Where's the Beef? Consumers Union Urges USDA to Disclose Retail Outlets Which Sold Westland/Hallmark Tainted Beef

On the heels of the largest meat recall in the nation's history, Consumers Union urges USDA to disclose the retail outlets that have sold Westland/Hallmark beef that was just recalled.

"Currently, USDA refuses to disclose to the public the names of retail outlets involved in meat recalls," explained Jean Halloran, director of food policy initiatives at Consumers Union. "Consumers have no way of knowing whether the store from which they've purchased their meat was involved in a recall."

Halloran noted that when it comes to recalled meat, there is no easy answer to "Where's the beef?" A consumer must search through dozens of lot numbers on the USDA website. Many of the Westland/Hallmark shipments were in large lots, so the information about the source of the meat may not appear on the retail package. If a consumer has already discarded the meat package, there is no way to track back the meat.
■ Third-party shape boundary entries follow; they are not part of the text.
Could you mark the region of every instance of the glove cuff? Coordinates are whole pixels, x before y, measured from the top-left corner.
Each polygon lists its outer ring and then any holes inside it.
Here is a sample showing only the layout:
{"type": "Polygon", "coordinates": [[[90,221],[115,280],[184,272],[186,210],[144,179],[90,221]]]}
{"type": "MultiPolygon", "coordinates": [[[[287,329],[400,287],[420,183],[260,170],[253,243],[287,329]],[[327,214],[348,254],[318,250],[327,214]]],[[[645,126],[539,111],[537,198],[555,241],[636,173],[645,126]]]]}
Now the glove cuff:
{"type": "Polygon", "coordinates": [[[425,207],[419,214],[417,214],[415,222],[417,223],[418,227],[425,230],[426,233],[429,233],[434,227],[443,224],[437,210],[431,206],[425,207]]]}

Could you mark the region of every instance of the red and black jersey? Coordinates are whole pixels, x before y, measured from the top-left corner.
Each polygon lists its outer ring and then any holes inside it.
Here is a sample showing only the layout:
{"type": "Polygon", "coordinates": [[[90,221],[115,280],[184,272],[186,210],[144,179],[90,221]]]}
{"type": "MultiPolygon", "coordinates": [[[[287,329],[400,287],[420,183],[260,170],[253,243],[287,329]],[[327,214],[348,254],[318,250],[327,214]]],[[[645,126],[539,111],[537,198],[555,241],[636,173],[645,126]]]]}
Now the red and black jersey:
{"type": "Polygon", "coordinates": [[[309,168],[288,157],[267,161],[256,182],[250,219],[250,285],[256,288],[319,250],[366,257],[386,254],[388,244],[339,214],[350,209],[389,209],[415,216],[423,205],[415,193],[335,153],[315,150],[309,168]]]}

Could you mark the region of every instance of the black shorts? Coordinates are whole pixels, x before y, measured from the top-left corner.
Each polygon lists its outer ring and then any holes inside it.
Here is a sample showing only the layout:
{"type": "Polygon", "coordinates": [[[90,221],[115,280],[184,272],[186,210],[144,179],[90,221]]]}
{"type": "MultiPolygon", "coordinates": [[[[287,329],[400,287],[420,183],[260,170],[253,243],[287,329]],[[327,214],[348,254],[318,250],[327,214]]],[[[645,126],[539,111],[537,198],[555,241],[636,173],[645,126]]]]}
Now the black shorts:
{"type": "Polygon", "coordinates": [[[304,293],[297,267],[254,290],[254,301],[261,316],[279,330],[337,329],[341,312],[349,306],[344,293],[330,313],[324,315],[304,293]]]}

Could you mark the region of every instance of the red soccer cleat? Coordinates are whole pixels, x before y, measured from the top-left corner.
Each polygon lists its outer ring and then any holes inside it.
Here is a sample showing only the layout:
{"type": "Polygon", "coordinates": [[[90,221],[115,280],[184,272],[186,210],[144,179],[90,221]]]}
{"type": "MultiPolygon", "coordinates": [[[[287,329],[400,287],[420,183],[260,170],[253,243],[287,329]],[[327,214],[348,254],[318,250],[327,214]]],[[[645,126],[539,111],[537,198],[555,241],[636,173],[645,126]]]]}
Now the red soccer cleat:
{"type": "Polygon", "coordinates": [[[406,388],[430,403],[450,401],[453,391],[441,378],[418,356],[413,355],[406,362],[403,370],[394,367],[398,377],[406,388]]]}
Last week, a coalition of groups asked USDA to disclose retail outlets carrying tainted beef. In March 2006, USDA proposed to change its rules and disclose the names of retailers involved in meat recalls, but has yet to take final action. The group asked Secretary of Agriculture Ed Schafer for an immediate change in policy. A copy of the letter can be found at:
http://www.consumerfed.org/pdfs/SFC_letter_to_Sec_Schafer_re_Retail_ConsigneesFINAL.pdf

Consumers Union supported legislation in California that required stores to notify California public health officers if they had received USDA-recalled meat and poultry, so that  consumers can better protect themselves from food-borne illnesses.
http://www.consumersunion.org/pub/core_food_safety/003786.html
Under this law California consumers should be able to learn if their local store carried tainted meat. However, consumers in other states do not have this important information.

"This recall indicates that unhealthy 'downer' cows have been entering the food supply--and going into the school lunch program--for over a year," Halloran said. "Our food safety system is clearly broken and needs a major overhaul."